Boa parte do seu material é formada por histórias em Quadrinhos de uma página. Ao ler essa seleção, o leitor sente certa familiaridade e do quanto o humor de Reinaldo, principalmente em política, está presente nos quadros do programa de TV. Assim como Henfil, esse talentoso cartunista de traço rústico e influenciado por Jaguar precisava quase sempre de quatro a seis Quadrinhos para desenvolver uma história de começo, meio e fim, como nas séries O advogado do diabo, Moacir, a mulher barbada e Jorge, o paranormal normal. No volume dois da antologia do Pasquim, que cobre os anos de 1972 e 1973, o que não faltam são Quadrinhos políticos, no momento mais crítico de repressão da ditadura militar. Tem Nani, Henfil, Ziraldo, Carlos Estevão, Jaguar, Vilmar, Redi e Caulos e até uma história de cinco páginas (e 94 Quadrinhos) escrita e desenhada por Millôr Fernandes. Todos eles aparecem no melhor momento de sua produção, com um humor político reflexivo, inteligente e, principalmente, influente, pois, não raro, era comentado por todos e levava a censura a apreensões e cortes.

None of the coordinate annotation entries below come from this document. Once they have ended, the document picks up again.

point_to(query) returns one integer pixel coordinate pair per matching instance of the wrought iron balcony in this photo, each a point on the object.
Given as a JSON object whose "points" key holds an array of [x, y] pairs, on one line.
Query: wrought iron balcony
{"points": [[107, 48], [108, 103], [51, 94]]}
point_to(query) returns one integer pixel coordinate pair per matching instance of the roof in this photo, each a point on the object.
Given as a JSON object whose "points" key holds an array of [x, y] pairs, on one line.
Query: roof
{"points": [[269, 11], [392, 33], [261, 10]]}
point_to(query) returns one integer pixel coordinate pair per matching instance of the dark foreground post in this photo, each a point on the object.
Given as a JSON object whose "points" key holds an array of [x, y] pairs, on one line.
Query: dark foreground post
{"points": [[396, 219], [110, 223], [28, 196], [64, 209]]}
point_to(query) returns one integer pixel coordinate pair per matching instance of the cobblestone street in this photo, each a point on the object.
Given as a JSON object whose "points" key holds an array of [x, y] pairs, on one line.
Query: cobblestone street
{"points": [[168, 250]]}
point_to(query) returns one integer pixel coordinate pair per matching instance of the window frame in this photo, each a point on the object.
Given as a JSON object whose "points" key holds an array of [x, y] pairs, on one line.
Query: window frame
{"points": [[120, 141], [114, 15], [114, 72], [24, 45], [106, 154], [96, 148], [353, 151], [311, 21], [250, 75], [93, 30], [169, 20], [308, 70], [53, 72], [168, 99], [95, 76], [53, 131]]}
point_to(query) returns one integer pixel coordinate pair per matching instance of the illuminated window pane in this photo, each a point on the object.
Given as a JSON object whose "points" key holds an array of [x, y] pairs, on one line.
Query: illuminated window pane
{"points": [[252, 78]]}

Ainda nas páginas de O Pasquim, a parceria de Ivan Lessa e Redi rendeu o álbum Gip! Gip! Nheco! Nheco!, também da Desiderata. A edição apresenta bem mais que cartuns: boas Histórias em Quadrinhos, com seu traço personalíssimo e textos que davam ênfase aos acontecimentos políticos do momento. Em narrativas de uma página, quase sempre, a série que dá nome ao volume trazia bastante textos nos balões, sobre aspectos do comportamento do brasileiro da época - futebol, censura, revolução sexual etc. Para os pesquisadores interessados, essas coletâneas descortinam não apenas a resistência da imprensa brasileira e de uma geração de artistas talentosos. Revelam um aspecto desprezado da História dos Quadrinhos brasileiros: o quanto o humor político se apropriou de sua estrutura narrativa para combater a ditadura militar. Um gênero que, infelizmente, sobreviveria em poucas iniciativas com os anos que se seguiram à redemocratização, iniciada em 1985, como nos gibis e livros da Circo Editorial (Chiclete com Banana) e na página de Quadrinhos de Paulo Caruso na Istoé.

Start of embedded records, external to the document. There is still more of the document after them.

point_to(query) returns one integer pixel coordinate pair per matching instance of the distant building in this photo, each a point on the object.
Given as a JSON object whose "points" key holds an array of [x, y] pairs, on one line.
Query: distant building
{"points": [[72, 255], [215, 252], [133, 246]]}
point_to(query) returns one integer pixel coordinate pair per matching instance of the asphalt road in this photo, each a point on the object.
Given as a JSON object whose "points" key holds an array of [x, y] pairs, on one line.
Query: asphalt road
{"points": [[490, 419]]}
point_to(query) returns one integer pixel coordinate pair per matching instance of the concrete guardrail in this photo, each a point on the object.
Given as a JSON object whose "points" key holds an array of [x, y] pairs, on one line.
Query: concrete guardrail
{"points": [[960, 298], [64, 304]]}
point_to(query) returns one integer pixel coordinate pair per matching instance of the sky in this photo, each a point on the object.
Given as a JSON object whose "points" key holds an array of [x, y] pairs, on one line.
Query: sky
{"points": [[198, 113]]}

Tanto Angeli e Laerte quanto os irmãos Caruso tiveram uma origem em comum e uma trajetória semelhante. Formaram-se da leitura de O Pasquim e dos Quadrinhos de O Grilo - embora eles nunca enfatizem essa segunda influência. Não por acaso, criaram em 1972 a revista alternativa Balão. Depois, foram trabalhar na imprensa alternativa e, em seguida, na "grande" imprensa. Nos jornais, produziram tiras antológicas e preencheram os espaços de charges e caricaturas com seus desenhos. Mas não tiveram expressivos seguidores nas décadas seguintes. Uma pena. A Turma do Pasquim tinha uma compreensão natural desse conceito de Quadrinhos e ideologia - o mesmo do cartum, da charge e da caricatura. Destacadamente no caso de Henfil, para quem criar humor era fazer guerra, militância política. Não deixa de ser curioso, nesse sentido, uma incoerência: sua obra continua a ser cada vez mais reverenciada, mas não consegue influenciar novas gerações. Parte da explicação para isso está na generalização do tratamento dado à sua obra, quando se costuma restringir a um momento específico de humor que foi feito para combater a ditadura.

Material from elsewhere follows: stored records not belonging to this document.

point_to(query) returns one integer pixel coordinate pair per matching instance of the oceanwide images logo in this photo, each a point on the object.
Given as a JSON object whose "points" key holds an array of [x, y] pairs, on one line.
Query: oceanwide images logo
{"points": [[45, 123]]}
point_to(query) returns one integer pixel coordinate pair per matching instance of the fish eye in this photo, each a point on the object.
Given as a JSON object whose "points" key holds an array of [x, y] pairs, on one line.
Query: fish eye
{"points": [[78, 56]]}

Muito desse espírito pasquiniano sobrevive, felizmente, no engajamento solitário de Allan Sieber. Seus livros, como Preto no Branco (Conrad) e Mais preto no branco (Desiderata) fazem dele uma mosca na sopa no comportamento classe média urbana da primeira década do novo século. Seu estilo (per)segue a escatologia e o bizarro do humano, fisgados das situações mais corriqueiras em que a maioria dos leitores sente bem próximos. Avacalhador nato, ele tem uma habilidade única para fazer humor com uma simplicidade e eficiência desconcertantes. Não se engane. Sieber faz principalmente política ao desnudar o comportamento mesquinho, individualista e medíocre de uma era em que todos nasceram para brilhar e antigos valores humanistas se tornaram babaquice de idealistas.